The Bureau of Labor Statistics reported this morning that the economy grew by 192,000 jobs in February. Except for a boost from temporary hiring by the Census last spring, it was the best seasonally adjusted gain since March 2007. The private sector added 222,000 jobs while local and state government cut jobs by 30,000. Since their peak in September 2008, state and local governments have shed 377,000 jobs.
The unemployment rate, calculated from data collected in a separate survey, fell to 8.9 percent. The number of officially unemployed fell to 13.7 million.
An alternative measure that includes people with part-time jobs who want to work full time and a portion of discouraged workers fell to 15.9 percent. The labor force participation rate was unchanged at 64.2 percent, the employment-population ratio at 58.4 percent. The number of Americans who have been unemployed for six months or more fell from 6.2 million to 6 million.
Chart by Calculated Risk
Revisions today significantly raised job gains reported in December from 121,000 to 152,000 and in January from 36,000 to 63,000.
Today's report showed vast improvement over February 2009 when 726,000 jobs were lost and last February when the loss was 35,000. The unemployment rate was 8.2 percent in February 2009, and 9.7 percent a year ago.
If job creation were to hold steady at the level announced today, the same number of Americans that were working in December 2007 when the Great Recession began would again be at work by July 2014.
“The labor market is improving, job gains are accelerating,” Richard DeKaser, an economist at Parthenon Group in Boston, said before the report. “It’s very clear weather was a factor in the depressed January results. The smart way to look at this is to combine January and February and divide by two.”
Calculating on his advice, the economy averaged 127,000 a month for those two months. Add in December and the average rises to 135,000 a month.
David Leonhardt at The New York Times Economix blog writes:
As we’ve noted before, the Labor Department’s monthly estimate of employment changes is often too pessimistic in the early stages of a recovery (and too optimistic in the early stages of a downturn). The department tends to underestimate how many new businesses are starting as the economy picks up.
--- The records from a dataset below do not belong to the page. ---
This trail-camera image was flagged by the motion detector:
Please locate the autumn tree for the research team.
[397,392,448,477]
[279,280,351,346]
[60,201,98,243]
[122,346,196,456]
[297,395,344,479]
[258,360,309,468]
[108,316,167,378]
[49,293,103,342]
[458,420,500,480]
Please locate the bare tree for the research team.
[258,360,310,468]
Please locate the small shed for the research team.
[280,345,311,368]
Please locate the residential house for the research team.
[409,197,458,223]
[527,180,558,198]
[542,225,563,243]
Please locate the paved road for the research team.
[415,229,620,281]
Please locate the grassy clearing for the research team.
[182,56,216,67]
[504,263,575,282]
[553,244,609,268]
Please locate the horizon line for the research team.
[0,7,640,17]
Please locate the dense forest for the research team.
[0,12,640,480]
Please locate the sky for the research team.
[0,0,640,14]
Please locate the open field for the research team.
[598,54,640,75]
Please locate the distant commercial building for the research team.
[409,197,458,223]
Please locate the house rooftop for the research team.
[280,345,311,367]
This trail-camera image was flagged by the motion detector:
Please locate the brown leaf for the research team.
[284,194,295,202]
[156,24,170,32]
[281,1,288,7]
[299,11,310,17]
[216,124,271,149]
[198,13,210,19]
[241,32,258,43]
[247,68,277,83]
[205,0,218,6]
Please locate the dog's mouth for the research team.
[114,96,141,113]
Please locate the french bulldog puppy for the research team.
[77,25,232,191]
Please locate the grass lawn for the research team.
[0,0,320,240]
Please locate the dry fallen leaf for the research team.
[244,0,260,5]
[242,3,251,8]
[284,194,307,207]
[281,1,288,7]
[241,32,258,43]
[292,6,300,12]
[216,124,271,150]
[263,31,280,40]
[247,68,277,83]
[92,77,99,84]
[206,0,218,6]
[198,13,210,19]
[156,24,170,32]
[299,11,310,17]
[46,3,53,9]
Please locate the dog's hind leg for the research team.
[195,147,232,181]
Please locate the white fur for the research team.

There’s no way to know whether that is happening now, but there are reasons to suspect it might be. The other main survey the department does is of households, rather than businesses. It has a smaller sample size and so usually is not as accurate as the survey of businesses. At turning points, though, the household survey can detect changes before the business survey does. As Floyd Norris has explained, the numbers from the business survey may well end up being revised later on — as more accurate data on start-ups flows in — and looking more like the sunnier household survey.
Today’s report clearly raises the odds that we’re in the middle of such a period now. Average job growth over the past three months has been only 102,000, according to the survey of businesses. But it’s been 221,000 — significantly more than population growth — according to the survey of households.
Among other findings in the BLS report:
• Unemployment rates for adult men — 8.7 percent; adult women — 8 percent; teenagers — 23.9 percent, whites — 8.0 percent; blacks — 15.3 percent; and Latinos — 11.6 percent; Asians — 6.8 percent (not seasonally adjusted).
• Number of people working part time involuntarily (who would prefer full-time work): 8.3 million
• Individuals not in the labor force who wanted and were available for work and sought jobs in the past 12 months but not the past four weeks: 2.7 million
• Manufacturing employment: 33,000
• Transportation and warehousing employment: 22,000
• Construction employment: 34,000.
• Professional and business services: 47,000
• Employment in health care services: 34,000
• Retail trade employment: -11,700
• The average workweek for production and non-supervisory workers was unchanged at 34.2 hours.
• The average hourly earnings for all employees on private
nonfarm payrolls increased by 1 cent, or 0.4 percent, to $22.87.